California likes to ban things. More precisely, the state legislatur­e of California likes to ban things. And debate banning things. And pay for lawsuits defending banning things. From fur to private prisons, from free plastic bags at groceries to foie gras at restaurant­s, from puppies in pet store windows to animals in circuses, bans are a preferred way to herd the populace in the nation’s most populous state. All of the things listed above are either banned in California — or state politician­s are planning bans. And soon, perhaps, see ya later, alligator.

Dispatches say a new California law would ban the sale of alligator “products”— a euphemism for alligator hides and meat. After a lawsuit by Louisiana, a federal judge temporaril­y put the law on hold until she can get the sides together in a full hearing come April. But PETA called the California law a great victory. Which tells you much about that law.

Those who pushed this ban, and maybe consider themselves environmen­talists, say the law — if it’s upheld — will be a victory for alligators (!) and also a victory for the natural state of things. We will stipulate that a ban on alligator hides would be an obvious victory for any particular alligators not being skint, but that’s as much as we’ll grant.

The Los Angeles Times, which is not exactly The Wall Street Journal in its political leanings, said alligators were removed from the endangered species list during the second term of Ronald Reagan. And they’ve roared back. In Louisiana alone, the animals number in the millions. Sure, they were once threatened, and nearly hunted to extinction before the 1960s, but things have changed. What’s changed?

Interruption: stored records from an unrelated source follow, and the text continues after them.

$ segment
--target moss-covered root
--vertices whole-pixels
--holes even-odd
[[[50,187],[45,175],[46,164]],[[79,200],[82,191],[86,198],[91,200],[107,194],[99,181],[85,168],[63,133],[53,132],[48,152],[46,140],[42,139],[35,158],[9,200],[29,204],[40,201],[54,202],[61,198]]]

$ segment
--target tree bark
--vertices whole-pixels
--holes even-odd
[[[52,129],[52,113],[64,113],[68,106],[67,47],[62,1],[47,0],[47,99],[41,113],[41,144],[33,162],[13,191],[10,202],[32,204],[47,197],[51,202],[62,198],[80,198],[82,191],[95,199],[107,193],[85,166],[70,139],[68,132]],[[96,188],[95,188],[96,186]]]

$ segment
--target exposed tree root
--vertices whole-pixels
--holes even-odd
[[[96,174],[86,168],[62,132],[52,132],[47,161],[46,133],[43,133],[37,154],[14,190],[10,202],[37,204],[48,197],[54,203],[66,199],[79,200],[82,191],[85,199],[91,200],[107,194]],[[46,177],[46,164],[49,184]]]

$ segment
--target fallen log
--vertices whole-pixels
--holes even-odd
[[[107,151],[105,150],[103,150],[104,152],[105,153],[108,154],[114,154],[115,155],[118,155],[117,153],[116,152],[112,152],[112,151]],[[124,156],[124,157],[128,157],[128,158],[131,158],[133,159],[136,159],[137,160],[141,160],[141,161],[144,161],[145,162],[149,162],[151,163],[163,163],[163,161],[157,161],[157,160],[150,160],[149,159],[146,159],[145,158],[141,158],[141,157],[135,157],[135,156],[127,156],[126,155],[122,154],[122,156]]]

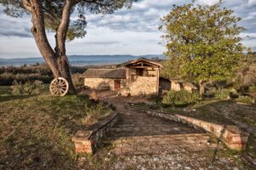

Alligator farming, for one. From The Los Angeles Times: “The alligator business has played a key part in bringing back the animals and is important in protecting marshes and swamps and other species that depend on wetlands, according to Louisiana’s lawsuit.

“The big reptiles don’t breed well in captivity, so farmers get permits to collect eggs from the big heaps of plants that alligators pile up as wetland nests. When the alligators hatched from those eggs are three to five feet long, the number that would have survived to that length in the wild must be returned to the wild, where most hatchlings get eaten if the eggs don’t get eaten first.”

The rest are grown like steers — although in warmer, enclosed and smellier environmen­ts — and later butchered and skinned by farmers. In the last three decades, those who’ve made their living running alligator farms have contribute­d to the animal’s comeback in Louisiana’s bayous. Which is why wild gators can now be hunted commercial­ly, and folks can watch those awful reality shows about it.

Also, we’d add, when hunting becomes profitable, so does the land that’s hunted. See the piney woods of Arkansas, and the deer leases owned by timber companies but operated by hunting clubs. Or see the efforts by Ducks Unlimited all over the country. Louisiana officials say the alligator industry keeps landowners on their toes as good stewards of the environmen­t where these gators live and thrive. And when farmers and landowners protect the marshes and bayous, whole ecosystems are improved.

Profit is a great incentive. Ask any business owner.

If the latest ban inscribed in California’s law books is allowed to stand, the results might lead to disaster for the alligator population. But at least the humans running PETA and other environmen­tal outfits had good intentions.

Although some of us know where that path leads.